We provide a critical review of empirical research on the deterrent effect of capital punishment that makes use of state and, in some instances, county-level, panel data.

Methods

We present the underlying behavioral model that presumably informs the specification of panel data regressions, outline the typical model specification employed, discuss current norms regarding “best-practice” in the analysis of panel data, and engage in a critical review.

Results

The connection between the theoretical reasoning underlying general deterrence and the regression models typically specified in this literature is tenuous. Many of the papers purporting to find strong effects of the death penalty on state-level murder rates suffer from basic methodological problems: weak instruments, questionable exclusion restrictions, failure to control for obvious factors, and incorrect calculation of standard errors which in turn has led to faulty statistical inference.
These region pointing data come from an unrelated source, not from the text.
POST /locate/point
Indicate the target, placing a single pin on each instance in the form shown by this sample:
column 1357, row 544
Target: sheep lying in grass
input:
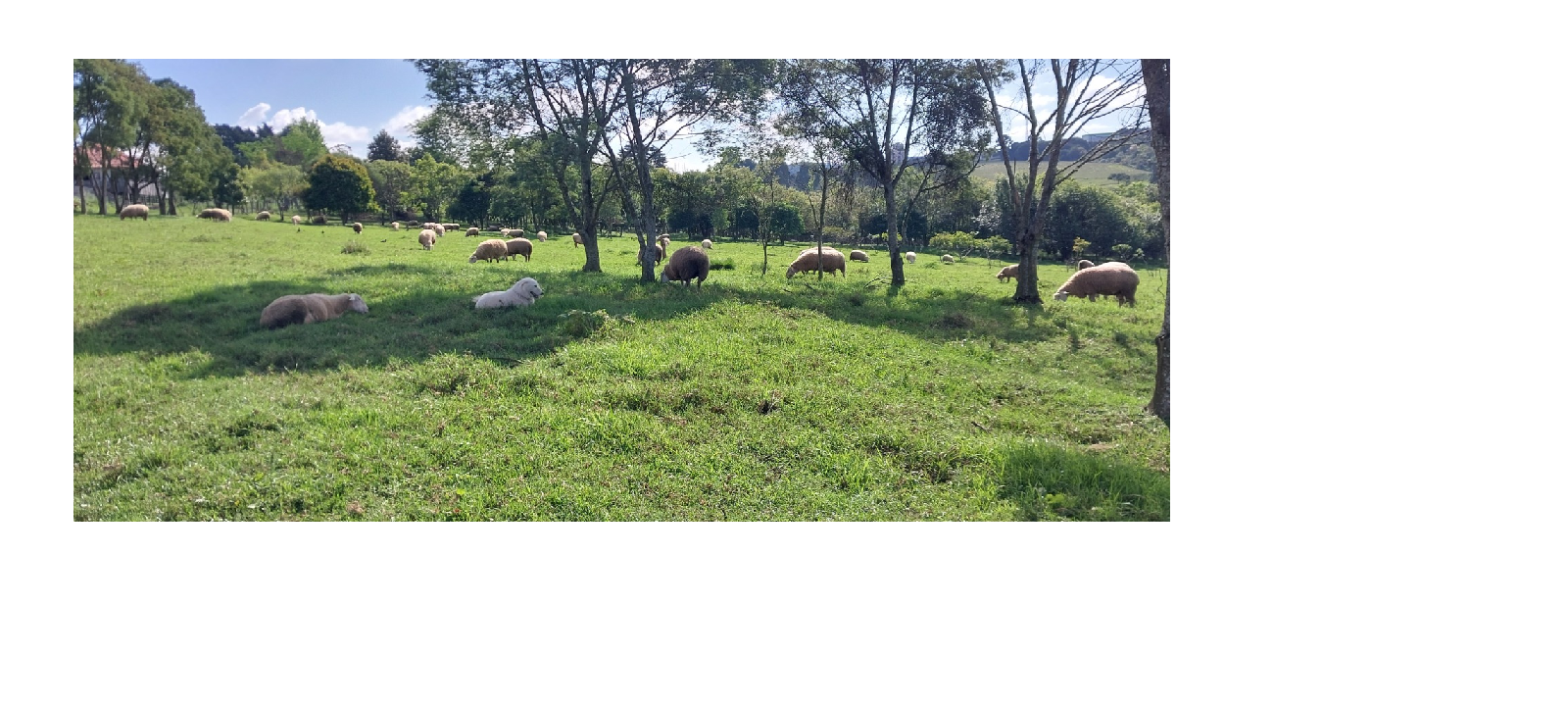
column 1109, row 279
column 493, row 250
column 521, row 294
column 831, row 259
column 310, row 308
column 684, row 266
column 519, row 247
The lack of variation in the key underlying explanatory variables and the heavy influence exerted by a few observations in state panel data regressions is a fundamental problem for all panel data studies of this question, leading to overwhelming model uncertainty.

Conclusions

We find the recent panel literature on whether there is a deterrent effect of the death penalty to be inconclusive as a whole, and in many cases uninformative. Moreover, we do not see additional methodological tools that are likely to overcome the multiple challenges that face researchers in this domain, including the weak informativeness of the data, a lack of theory on the mechanisms involved, and the likely presence of unobserved confounders.